Abu Sa’id Al-Khudri bercerita bahwa Rasulullah Shallalahu ‘alaihi wasallam bersabda, “Malaikat Jibril lalu membawaku terbang ke langit kedua. Di sana aku berjumpa Isa bin Maryam dan Yahya bin Zakaria. Kemudian Jibril membawaku naik ke langit ketiga. Di sana aku berjumpa seorang laki-laki yang postur tubuhnya seperti bulan kala purnama.
Aku bertanya, “Siapakah dia, wahai Jibril?”
Jibril menjawab, “Ini saudaramu, Yusuf bin Yaqub.”

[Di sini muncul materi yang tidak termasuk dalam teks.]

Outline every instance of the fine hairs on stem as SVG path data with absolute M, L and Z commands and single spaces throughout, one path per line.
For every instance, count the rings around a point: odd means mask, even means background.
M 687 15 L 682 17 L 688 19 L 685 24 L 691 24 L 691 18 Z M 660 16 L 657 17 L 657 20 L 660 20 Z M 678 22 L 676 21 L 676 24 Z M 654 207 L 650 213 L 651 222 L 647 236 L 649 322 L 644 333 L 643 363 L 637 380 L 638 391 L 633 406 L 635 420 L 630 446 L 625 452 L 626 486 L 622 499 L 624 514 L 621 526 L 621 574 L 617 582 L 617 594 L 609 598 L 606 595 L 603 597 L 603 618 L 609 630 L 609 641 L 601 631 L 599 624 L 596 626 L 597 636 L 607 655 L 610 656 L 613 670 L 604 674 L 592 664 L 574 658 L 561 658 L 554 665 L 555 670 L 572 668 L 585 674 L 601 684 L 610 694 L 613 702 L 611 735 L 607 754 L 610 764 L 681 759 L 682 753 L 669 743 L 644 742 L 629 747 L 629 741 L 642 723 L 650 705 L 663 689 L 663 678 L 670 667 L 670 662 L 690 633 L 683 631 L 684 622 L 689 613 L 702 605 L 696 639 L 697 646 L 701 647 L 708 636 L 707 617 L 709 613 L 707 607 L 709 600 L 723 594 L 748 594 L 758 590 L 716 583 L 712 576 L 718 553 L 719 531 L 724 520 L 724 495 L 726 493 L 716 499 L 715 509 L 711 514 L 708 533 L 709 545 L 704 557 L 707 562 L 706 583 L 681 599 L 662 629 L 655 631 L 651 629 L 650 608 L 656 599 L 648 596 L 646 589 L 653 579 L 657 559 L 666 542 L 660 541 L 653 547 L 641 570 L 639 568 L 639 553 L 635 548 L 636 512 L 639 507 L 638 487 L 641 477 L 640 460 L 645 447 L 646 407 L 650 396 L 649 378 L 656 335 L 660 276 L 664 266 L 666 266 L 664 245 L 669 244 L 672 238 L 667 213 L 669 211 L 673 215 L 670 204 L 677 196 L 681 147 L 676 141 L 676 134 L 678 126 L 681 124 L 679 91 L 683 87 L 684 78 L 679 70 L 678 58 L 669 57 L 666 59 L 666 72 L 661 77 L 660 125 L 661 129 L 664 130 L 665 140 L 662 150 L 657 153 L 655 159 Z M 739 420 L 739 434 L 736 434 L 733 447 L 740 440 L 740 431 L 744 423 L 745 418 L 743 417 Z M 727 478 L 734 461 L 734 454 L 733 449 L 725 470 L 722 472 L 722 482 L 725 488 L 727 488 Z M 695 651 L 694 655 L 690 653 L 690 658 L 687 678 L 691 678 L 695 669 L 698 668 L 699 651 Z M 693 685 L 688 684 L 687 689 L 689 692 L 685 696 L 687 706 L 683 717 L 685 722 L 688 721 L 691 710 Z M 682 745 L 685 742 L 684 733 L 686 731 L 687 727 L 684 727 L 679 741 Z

Kemudian Jibril membawaku terbang ke langit keempat. Di sana aku berjumpa seorang laki-laki.
Aku bertanya, “Siapakah dia wahai, wahai Jibril?”
Jibril menjawab, “Dia Idris.”
BACA JUGA: Malaikat Jibril Sering Menyerupai Sahabat Nabi Ini
Lalu Rasulullah Shallalahu ‘alaihi wasallam membaca ayat, “Dan Kami mengangkatnya ke tempat yang tinggi”
Kemudian Malaikat Jibril membawaku terbang ke langit kelima. Di sana aku bertemu orang tua yang rambut dan jenggotnya memutih lebat dan aku tidak pernah melihat orang tua setampan dirinya.
Aku bertanya, “Siapakah dia wahai Jibril?”
Jibril menjawab, “Dia orang yang kharismatik di tengah kaumnya, dia Harun bin Imran.”
Malaikat Jibril membawaku terbang ke langit keenam. Di sana aku berjumpa orang yang kulitnya berwarna sawo matang, tinggi, berhidung mancung dan seperti orang dari kabilah Syanu’ah.
Aku bertanya, “Siapakah lelaki itu wahai Jibril?”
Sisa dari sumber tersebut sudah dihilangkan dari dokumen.